If you’re building your own MCP client:

import json
from mcp import ClientSession, StdioServerParameters
from mcp.client.stdio import stdio_client
async with stdio_client(StdioServerParameters(command="ksail", args=["mcp"])) as (read, write):
async with ClientSession(read, write) as session:
await session.initialize()
tools = await session.list_tools()
print([t.name for t in tools.tools])
result = await session.call_tool("cluster_read", arguments={"command": "info"})
response = json.loads(result.content[0].text)
if response["status"] == "success":
print(response.get("output", ""))
else:
print(f"Error: {response['error']}")

See Tool Responses for the full JSON envelope format.

The server uses stdio for communication, runs commands in the current working directory (set by the client), keeps the connection alive for 30 seconds after the last request, and returns results in pages of 100 items for large lists.

Security Note: Only run the MCP server with trusted MCP clients; any connected client can invoke KSail tools that execute commands with the full permissions of the user running ksail mcp, so a compromised or misconfigured client could perform arbitrary cluster or filesystem operations on your behalf.

Ensure KSail is installed and in your PATH:

Terminal window
which ksail
# Should return the path to ksail binary
  1. Check the client configuration syntax (JSON formatting)
  2. Restart the MCP client after changing configuration
  3. Check client logs for connection errors

Cluster operations require Docker:

Terminal window
docker ps
# Should list running containers without errors

Some operations (cluster creation, workload deployment) can take several minutes. Ensure your MCP client has appropriate timeout settings.

The server executes commands relative to the working directory set by the MCP client. For Claude Desktop and other clients that don’t set a working directory, ensure:

  • You’re in a directory with a ksail.yaml file when using cluster commands
  • Or use absolute paths in tool arguments

The VSCode extension automatically sets the working directory to the workspace root.

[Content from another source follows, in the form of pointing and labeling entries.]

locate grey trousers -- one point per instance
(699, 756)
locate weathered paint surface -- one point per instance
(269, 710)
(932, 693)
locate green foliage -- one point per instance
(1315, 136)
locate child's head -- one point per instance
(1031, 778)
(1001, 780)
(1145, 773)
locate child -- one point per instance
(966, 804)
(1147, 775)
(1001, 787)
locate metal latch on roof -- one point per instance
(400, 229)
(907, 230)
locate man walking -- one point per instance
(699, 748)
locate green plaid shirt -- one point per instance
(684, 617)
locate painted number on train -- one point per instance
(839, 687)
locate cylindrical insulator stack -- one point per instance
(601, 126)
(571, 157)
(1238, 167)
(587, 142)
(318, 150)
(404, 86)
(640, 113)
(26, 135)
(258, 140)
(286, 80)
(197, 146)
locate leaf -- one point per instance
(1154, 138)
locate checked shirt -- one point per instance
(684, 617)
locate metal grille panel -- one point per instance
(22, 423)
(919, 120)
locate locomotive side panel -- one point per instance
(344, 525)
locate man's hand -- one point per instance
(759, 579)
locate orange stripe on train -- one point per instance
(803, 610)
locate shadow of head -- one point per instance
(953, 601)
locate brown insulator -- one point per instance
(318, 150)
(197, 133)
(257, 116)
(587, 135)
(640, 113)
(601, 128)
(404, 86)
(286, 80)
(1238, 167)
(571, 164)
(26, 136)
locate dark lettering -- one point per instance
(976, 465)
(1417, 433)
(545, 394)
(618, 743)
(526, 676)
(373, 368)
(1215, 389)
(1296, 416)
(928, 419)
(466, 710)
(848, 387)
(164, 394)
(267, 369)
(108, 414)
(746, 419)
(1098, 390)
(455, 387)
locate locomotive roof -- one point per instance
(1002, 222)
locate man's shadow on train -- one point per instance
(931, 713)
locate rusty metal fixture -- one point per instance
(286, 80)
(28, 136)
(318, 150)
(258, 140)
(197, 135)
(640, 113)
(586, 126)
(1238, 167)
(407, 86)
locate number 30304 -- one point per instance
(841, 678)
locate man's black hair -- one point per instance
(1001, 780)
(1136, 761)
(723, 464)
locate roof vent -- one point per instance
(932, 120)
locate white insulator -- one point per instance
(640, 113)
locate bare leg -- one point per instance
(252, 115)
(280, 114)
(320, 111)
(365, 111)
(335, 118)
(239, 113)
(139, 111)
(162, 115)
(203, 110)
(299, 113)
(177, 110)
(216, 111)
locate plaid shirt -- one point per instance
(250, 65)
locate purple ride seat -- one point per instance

The MCP server is complementary to the AI Chat feature:

  • Use ksail chat for interactive, conversational workflows with a rich TUI
  • Use ksail mcp to expose KSail to external AI assistants like Claude Desktop

You can use both simultaneously — the chat command is excluded from MCP tools to avoid conflicts.

Use MCP tool calls in automation frameworks to orchestrate sequences of KSail operations — for example, cluster_write (init → create) → workload_write (apply) → cipher_write (encrypt). Use the same connection pattern shown in Custom MCP Client.